Michigan’s individual income tax rate for people and small businesses went up Monday from 4.05% to 4.25% due to legislative maneuvering that shortchanged a promise to return more money to hardworking taxpayers. The income tax rate had been lowered last year due to a 2015 law that requires a reduction of the income tax if state revenue grew faster than the rate of inflation in any year beginning in 2023.

Alexander fought to preserve the income tax cut and its permanent nature – underscoring that Michigan will be at a clear disadvantage to compete for and retain jobs and residents by increasing taxes. Democrats originally included the income tax hike plan in House Bill 4001, the tax law the governor highlighted at a press conference Tuesday.

“Michigan started 2023 with a $9 billion surplus. One year later, that’s all gone and Democrats have committed to $82 billion in spending for the current fiscal year,” Alexander said. “With tax increases like these, we’re now seeing who is going to be paying for those decisions. It’s unfortunately going to be hardworking people in areas like ours who are going to see a lot of the budget spending going to areas with larger population centers.”

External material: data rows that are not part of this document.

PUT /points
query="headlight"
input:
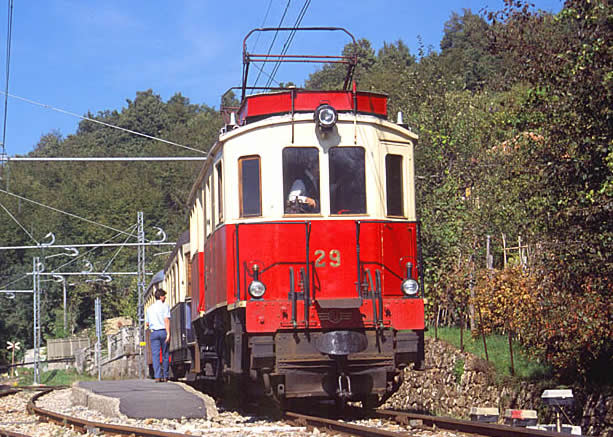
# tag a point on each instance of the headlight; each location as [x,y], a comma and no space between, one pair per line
[410,287]
[257,289]
[326,116]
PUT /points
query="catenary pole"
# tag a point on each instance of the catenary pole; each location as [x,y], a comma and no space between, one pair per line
[141,289]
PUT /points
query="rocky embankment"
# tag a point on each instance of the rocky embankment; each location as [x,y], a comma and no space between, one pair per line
[453,382]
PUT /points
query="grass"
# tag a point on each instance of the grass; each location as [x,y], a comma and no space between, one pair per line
[53,377]
[498,353]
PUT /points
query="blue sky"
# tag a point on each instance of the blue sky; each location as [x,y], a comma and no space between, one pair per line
[86,55]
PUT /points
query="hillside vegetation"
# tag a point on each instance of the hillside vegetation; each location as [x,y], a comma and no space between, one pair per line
[514,118]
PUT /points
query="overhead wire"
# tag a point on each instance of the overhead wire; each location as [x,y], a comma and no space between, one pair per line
[119,250]
[9,36]
[18,224]
[62,212]
[129,230]
[75,259]
[93,120]
[273,40]
[289,40]
[257,39]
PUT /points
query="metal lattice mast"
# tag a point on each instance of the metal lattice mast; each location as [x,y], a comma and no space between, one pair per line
[98,316]
[141,287]
[36,310]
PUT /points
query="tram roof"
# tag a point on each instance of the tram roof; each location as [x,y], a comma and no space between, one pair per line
[258,106]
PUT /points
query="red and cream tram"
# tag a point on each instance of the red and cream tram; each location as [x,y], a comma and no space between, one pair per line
[303,256]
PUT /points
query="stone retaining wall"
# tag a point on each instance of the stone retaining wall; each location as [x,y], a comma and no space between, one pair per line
[447,388]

On Wednesday, a Republican proposal was introduced in the House that would immediately lower the state income tax rate to 3.9%. According to data compiled by the Mackinac Center for Public Policy, jobs in states that tax income at less than 4% are up 5.7% above their pre-pandemic levels. In states that tax income at 4% or higher, job numbers have only increased by about 2% since the pandemic. Michigan is even further behind, with the state still 0.6% below its pre-pandemic job numbers, according to the latest payroll jobs data from the Bureau of Labor Statistics.

“There is a clear road map to helping people who are struggling with their budgets,” Alexander said. “Asking them to give more to support state government’s budget is not going to help families, improve our economy or grow the state. We need sound solutions that respect taxpayers.”